After United States sanctions forced production at the Corocoro field to cease in 2019, the Nabarima was abandoned with her tanks still loaded. Years of deferred maintenance had already damaged the ballast system valves. PDVSA workers filed complaints that the vessel's process, control, auxiliary, and security equipment was inoperative due to what they described as "lack of maintenance and management incompetence." In July 2020, the ship began listing to starboard. By August, water was leaking into the engine room and the bilge pumps could not handle it. Russ Dallen of Caracas Capital Markets, who tracked Venezuela's maritime industry, put it plainly: the ship "should not be in this shape except for neglect and stupidity." PDVSA's official position was that the vessel's condition was "satisfactory." Eni called it "stable."
The Nabarima's crisis was simultaneously environmental, political, and logistical. Opposition leaders and petroleum union workers warned for months that the tanker risked sinking. The government denied any danger. A team of experts from Trinidad and Tobago eventually confirmed the listing had been corrected, and plans were made to offload 550,000 barrels. On November 2, 2020, the U.S. State Department clarified that Eni's efforts to prevent a spill would not violate sanctions -- a statement that revealed how geopolitics had tangled with basic seamanship. The following day, Venezuela's National Assembly held the Maduro administration responsible for the deterioration and asked the United Nations and the International Maritime Organization to inspect the vessel. The Nabarima was a double-hulled tanker, which offered some protection against a breach, but the margin was eroding.
The Nabarima's predicament mirrored that of the FSO Safer, a similarly neglected floating storage vessel off the coast of Yemen that also threatened a catastrophic oil spill.

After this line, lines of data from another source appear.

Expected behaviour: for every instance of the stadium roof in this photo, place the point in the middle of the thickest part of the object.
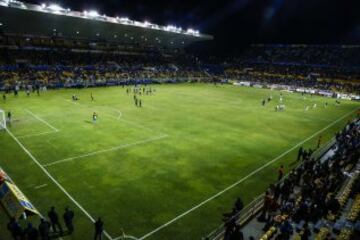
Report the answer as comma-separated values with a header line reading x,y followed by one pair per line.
x,y
52,20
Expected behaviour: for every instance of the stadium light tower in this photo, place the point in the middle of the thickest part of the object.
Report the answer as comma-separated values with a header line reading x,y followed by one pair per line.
x,y
91,13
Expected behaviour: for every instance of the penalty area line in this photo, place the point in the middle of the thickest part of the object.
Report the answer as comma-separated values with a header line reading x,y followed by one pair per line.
x,y
244,178
42,120
54,180
106,150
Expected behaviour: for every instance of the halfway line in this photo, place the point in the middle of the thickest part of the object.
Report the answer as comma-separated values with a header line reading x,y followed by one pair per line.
x,y
244,178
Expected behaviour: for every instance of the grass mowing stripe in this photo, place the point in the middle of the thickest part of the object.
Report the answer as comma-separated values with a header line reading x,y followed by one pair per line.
x,y
36,134
106,150
42,120
244,178
54,180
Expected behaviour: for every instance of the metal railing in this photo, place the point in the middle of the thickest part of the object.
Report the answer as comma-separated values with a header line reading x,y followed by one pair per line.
x,y
250,210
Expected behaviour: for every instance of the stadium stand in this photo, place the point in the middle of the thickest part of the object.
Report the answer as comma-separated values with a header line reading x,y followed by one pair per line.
x,y
319,199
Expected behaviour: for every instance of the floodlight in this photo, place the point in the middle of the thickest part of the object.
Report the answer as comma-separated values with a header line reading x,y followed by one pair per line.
x,y
91,13
55,8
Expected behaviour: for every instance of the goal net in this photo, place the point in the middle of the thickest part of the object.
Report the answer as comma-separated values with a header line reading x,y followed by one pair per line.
x,y
2,120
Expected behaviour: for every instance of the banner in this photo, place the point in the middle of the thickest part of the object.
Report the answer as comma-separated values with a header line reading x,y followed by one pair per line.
x,y
15,202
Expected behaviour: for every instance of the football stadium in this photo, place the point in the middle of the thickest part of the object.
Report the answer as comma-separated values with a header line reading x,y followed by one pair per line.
x,y
113,128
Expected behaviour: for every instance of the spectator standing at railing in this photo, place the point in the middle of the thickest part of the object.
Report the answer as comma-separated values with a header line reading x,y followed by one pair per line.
x,y
44,229
281,172
15,229
300,153
31,233
239,205
54,219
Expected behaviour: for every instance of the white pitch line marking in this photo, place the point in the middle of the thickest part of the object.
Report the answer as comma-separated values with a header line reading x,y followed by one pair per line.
x,y
54,180
120,118
42,120
41,186
125,237
106,150
244,178
36,134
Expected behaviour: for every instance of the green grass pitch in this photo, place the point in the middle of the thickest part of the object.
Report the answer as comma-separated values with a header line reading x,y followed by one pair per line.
x,y
140,168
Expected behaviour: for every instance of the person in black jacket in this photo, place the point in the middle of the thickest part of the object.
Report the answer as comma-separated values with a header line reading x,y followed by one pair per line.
x,y
54,220
44,229
31,233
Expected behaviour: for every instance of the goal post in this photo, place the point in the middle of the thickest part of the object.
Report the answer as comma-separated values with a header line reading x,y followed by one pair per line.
x,y
2,120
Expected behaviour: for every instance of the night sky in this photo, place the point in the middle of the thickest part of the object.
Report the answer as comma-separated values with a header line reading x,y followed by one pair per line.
x,y
236,23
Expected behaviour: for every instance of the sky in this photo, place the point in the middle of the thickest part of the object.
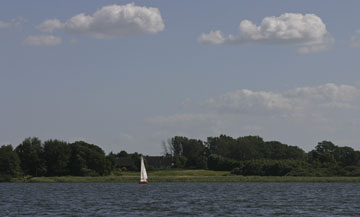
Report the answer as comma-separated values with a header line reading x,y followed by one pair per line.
x,y
128,75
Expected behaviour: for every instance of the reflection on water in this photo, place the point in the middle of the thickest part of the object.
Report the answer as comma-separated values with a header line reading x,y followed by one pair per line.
x,y
180,199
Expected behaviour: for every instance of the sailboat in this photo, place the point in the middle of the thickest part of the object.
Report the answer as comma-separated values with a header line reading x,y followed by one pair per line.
x,y
143,174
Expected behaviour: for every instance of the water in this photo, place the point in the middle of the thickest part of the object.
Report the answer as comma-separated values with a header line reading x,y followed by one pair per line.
x,y
180,199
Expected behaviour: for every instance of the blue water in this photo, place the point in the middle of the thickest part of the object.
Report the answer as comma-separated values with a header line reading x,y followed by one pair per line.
x,y
180,199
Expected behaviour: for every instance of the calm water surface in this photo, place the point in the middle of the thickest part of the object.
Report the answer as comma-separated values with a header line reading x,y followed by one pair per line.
x,y
180,199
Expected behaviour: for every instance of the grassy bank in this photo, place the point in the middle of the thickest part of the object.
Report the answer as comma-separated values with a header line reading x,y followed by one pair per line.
x,y
188,176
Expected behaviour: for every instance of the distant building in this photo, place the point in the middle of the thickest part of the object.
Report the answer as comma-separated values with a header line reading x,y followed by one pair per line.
x,y
153,162
159,162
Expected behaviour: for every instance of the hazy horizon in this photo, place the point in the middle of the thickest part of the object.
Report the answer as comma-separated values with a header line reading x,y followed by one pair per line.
x,y
127,75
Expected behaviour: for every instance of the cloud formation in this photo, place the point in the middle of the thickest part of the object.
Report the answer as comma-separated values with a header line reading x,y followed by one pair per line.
x,y
42,40
305,114
50,25
307,31
292,101
13,23
110,22
355,39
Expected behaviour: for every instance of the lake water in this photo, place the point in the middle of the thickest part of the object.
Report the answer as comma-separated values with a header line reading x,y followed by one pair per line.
x,y
180,199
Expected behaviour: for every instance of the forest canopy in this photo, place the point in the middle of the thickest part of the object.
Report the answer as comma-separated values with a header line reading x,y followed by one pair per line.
x,y
248,155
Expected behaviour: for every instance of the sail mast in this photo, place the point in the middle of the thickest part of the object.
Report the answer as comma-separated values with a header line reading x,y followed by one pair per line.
x,y
143,174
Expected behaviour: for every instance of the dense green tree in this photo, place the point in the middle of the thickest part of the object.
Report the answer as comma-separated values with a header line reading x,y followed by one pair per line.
x,y
194,151
87,159
9,162
57,157
31,159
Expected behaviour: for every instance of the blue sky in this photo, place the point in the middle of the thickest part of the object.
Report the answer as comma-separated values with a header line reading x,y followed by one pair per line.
x,y
286,71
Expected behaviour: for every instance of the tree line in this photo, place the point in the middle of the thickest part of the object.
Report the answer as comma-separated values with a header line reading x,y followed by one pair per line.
x,y
249,155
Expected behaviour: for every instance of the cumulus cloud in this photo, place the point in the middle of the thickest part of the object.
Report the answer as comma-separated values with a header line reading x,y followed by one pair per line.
x,y
42,40
13,23
50,25
110,22
355,39
4,25
299,116
249,101
307,31
292,101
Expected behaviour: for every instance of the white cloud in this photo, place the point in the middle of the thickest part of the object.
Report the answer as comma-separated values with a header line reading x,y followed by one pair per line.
x,y
307,31
300,116
13,23
293,102
110,22
42,40
50,25
249,101
4,25
355,39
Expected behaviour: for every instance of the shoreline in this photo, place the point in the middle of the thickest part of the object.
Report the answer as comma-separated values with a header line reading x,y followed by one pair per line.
x,y
184,179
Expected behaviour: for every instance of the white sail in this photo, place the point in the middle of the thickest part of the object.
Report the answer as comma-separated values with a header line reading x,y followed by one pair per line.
x,y
143,174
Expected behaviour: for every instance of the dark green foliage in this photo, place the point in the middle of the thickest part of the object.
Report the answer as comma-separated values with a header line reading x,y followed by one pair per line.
x,y
57,157
217,162
193,150
87,160
249,155
9,162
31,159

Both ships were symptoms of the same condition: politically paralyzed states, crumbling industrial infrastructure, and international frameworks too slow to intervene. In the Gulf of Paria, where the Orinoco's nutrient-rich waters support one of Trinidad's most important fishing grounds, a spill of 1.3 million barrels would have devastated mangrove coastlines, shrimp fisheries, and the livelihoods of communities on both sides of the border. That the disaster was averted owed more to luck and last-minute diplomacy than to any system designed to prevent it. By April 2021, approximately 1.3 million barrels of crude had been successfully offloaded to another tanker, stabilizing the vessel and ending the immediate environmental threat. The Nabarima remains a reminder that neglected infrastructure does not simply decay -- it threatens everything around it.

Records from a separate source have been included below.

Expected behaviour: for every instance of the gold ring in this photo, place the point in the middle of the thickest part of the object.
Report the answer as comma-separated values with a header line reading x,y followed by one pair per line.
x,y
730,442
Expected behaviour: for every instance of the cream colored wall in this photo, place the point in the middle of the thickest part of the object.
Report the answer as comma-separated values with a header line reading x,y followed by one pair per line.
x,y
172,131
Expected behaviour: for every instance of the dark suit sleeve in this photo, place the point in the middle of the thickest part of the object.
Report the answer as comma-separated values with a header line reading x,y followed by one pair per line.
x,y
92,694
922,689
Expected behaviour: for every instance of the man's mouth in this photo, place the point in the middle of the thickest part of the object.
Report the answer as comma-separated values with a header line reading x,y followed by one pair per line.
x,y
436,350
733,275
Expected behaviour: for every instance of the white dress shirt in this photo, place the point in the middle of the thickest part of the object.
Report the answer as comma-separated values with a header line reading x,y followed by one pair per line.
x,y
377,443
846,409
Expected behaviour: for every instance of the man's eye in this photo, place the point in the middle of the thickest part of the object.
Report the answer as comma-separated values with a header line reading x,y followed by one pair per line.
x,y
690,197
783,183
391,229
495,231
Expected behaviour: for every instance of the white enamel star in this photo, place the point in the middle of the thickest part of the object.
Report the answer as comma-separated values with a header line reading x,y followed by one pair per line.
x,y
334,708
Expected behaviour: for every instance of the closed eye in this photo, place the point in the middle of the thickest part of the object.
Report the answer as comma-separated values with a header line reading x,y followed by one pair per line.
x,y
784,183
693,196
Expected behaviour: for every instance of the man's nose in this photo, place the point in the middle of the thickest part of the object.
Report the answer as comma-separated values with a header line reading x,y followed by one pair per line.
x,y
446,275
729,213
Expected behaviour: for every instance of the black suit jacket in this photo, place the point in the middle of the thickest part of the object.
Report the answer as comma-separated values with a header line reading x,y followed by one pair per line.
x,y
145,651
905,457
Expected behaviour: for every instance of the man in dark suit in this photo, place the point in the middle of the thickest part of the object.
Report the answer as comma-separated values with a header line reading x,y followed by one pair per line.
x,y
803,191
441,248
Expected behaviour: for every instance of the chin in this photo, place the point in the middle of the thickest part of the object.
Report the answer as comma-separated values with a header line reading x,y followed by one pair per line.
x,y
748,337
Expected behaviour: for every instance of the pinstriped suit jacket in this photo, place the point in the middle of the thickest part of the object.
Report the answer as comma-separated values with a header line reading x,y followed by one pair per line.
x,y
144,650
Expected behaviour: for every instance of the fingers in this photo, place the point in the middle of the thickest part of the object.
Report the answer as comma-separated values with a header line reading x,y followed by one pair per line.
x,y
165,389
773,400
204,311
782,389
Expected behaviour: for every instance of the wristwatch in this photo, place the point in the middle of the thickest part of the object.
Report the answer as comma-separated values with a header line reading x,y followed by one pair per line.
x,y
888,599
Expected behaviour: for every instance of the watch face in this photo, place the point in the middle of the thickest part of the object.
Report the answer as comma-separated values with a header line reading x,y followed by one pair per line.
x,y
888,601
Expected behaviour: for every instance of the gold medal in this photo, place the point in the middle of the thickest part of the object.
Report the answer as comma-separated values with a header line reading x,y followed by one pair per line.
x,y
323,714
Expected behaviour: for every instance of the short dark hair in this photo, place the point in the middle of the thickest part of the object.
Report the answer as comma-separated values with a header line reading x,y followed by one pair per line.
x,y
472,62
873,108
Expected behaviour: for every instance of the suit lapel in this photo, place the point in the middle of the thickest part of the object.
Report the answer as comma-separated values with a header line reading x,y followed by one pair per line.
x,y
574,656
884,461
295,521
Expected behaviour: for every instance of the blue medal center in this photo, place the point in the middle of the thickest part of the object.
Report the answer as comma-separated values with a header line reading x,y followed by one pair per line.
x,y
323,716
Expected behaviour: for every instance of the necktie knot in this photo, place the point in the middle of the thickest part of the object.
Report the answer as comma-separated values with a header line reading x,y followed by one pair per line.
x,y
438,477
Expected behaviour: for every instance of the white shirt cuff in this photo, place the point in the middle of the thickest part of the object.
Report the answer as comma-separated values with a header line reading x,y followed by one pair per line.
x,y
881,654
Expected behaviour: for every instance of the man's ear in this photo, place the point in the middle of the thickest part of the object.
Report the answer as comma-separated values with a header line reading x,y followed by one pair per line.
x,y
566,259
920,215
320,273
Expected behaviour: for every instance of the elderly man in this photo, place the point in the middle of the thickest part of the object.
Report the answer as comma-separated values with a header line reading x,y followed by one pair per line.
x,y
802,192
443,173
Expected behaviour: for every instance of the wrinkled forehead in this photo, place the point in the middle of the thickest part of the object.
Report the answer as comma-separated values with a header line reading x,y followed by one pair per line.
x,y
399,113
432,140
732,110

FSO Nabarima is moored at approximately 10.25N, 62.15W in the Gulf of Paria, between Venezuela and Trinidad. The vessel is a large floating storage unit visible from low altitude in clear conditions. Piarco International Airport (TTPP) in Trinidad is to the east; the Venezuelan mainland coast is to the west. The Corocoro oil field pipeline infrastructure may be visible in the surrounding waters.